In churches where freedom and love supposedly abound, we are told to wrap ourselves in shame and live our lives in silence, as if it is the price of our admission.
Sunday after Sunday, our spiritual homes render us invisible — until it is time for us to pray, preach, sing, or give. For all intents and purposes, our divinity is casually extracted and our humanity is perpetually ignored.
The tragic truth and godforsaken consequence of this reality is unambiguous: the Black Church continually abandons the Black LGBTQ community and tacitly endorses our suffering. You do not have to dig too deep into the archives of Black Church history to discover the veracity of my claim. Nearly every major predominantly Black religious organization — the Church of God in Christ, the National Baptist Convention, and the African Methodist Episcopal Church — has greeted LGBTQ suffering with contempt or ambivalence. In fact, many of them still see our sexual expression and gender identities as sinful and abominable in the eyes of God. To date, there has been no organized effort or mass mobilization to confront the astronomical rate at which Black trans women are dying, often at the hands of Black men. Neither has there been a national campaign, sponsored by prominent Black clergy persons, to address the startling rate at which Black LGBTQ youth are committing suicide.

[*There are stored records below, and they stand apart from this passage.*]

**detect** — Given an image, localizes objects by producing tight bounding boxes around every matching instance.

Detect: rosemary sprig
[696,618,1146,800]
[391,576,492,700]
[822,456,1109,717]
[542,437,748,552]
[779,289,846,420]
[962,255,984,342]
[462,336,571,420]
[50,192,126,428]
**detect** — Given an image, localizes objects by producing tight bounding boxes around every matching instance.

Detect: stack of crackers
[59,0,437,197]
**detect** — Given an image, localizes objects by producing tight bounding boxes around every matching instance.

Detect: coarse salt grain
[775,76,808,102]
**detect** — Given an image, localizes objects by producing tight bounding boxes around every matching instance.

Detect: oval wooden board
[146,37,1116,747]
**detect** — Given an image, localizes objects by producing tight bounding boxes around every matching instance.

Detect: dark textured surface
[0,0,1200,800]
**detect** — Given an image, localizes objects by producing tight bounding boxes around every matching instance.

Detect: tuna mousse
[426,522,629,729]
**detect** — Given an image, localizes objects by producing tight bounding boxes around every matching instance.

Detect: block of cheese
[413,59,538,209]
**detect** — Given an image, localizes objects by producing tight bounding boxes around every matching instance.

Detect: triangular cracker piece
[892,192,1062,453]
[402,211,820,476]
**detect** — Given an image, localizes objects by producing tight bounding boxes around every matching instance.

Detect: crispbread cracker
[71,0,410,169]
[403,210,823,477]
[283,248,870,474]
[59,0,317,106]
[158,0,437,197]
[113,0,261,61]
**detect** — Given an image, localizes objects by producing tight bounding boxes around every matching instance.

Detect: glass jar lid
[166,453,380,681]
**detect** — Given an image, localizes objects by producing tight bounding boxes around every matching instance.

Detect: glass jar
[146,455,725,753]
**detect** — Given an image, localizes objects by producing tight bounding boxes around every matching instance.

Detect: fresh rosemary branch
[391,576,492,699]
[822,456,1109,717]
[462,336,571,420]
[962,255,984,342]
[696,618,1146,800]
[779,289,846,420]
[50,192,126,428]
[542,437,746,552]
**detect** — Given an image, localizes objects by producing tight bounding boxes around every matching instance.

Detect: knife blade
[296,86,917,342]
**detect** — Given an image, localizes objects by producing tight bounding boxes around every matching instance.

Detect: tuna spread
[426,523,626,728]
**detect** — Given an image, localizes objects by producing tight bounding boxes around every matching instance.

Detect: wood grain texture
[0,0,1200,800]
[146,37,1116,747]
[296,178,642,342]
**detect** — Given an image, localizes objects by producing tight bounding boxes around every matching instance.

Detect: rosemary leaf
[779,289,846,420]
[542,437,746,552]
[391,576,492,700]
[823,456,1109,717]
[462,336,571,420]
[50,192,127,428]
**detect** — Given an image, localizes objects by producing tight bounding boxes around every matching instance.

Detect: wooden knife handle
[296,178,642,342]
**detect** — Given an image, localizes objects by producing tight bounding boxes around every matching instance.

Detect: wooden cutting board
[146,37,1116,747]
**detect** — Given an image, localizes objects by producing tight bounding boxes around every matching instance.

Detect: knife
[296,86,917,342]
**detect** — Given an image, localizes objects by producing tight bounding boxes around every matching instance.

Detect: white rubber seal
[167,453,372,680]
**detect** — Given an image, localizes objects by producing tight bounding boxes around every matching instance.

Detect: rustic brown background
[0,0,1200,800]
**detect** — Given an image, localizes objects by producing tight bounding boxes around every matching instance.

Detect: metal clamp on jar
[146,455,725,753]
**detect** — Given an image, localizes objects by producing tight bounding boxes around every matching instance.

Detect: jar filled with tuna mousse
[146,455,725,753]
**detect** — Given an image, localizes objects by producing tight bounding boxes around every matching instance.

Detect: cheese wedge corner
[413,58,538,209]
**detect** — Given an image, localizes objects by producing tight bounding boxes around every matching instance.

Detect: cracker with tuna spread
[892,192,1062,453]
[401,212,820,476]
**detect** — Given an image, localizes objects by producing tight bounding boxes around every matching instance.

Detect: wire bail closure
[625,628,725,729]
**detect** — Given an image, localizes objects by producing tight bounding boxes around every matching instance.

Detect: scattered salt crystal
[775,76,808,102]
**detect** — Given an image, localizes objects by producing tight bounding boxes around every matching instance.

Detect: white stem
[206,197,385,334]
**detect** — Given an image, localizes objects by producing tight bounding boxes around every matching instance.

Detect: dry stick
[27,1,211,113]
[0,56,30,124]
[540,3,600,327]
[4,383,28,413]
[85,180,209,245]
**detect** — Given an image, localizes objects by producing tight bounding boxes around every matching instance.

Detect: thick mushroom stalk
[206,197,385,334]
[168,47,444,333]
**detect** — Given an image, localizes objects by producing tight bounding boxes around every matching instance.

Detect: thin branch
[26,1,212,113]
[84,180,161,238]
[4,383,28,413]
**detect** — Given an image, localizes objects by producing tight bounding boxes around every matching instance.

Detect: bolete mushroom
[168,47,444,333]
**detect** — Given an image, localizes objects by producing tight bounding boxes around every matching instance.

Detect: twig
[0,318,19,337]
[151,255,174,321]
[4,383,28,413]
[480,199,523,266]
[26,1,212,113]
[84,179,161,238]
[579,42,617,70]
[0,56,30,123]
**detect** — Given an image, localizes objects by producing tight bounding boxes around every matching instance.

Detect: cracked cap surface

Our blood is being spilled in the streets; it is crying out from the ground and our churches still refuse to bear witness to our painful plight. Thus, the economic, political, and social marginalization experienced by the Black LGBTQ community goes wholly unnoticed.
Our blood is being spilled in the streets; it is crying out from the ground and our churches still refuse to bear witness to our painful plight.
The nullification of our humanity, at the hands of the Black Church, simply exacerbates the continued erasure of our pain and our deaths. Case in point. Black congregants and clergy took to the streets to say the names of Breonna Taylor and George Floyd; the latest victims of modern day lynchings in the United States. But, one name was conspicuously missing from the chants and sermons coming from the Black Church — Tony McDade. Killed by a police officer in Tallahassee, Florida, two days after George Floyd, McDade’s name fell through the proverbial cracks of clergy concern. More recently, two Black trans women — Riah Milton in Ohio and Dominique “Rem’Mie” Fells in Pennsylvania — were killed within a 24 hours period. And again, I have yet to see prominent Black pastors clamoring to demand justice and accountability for their attackers; their silence is deafening. These are only the latest examples of Black churches being derelict in their spiritual duty to be a refuge for the vulnerable and an advocate for the oppressed. At this point, it has become routine.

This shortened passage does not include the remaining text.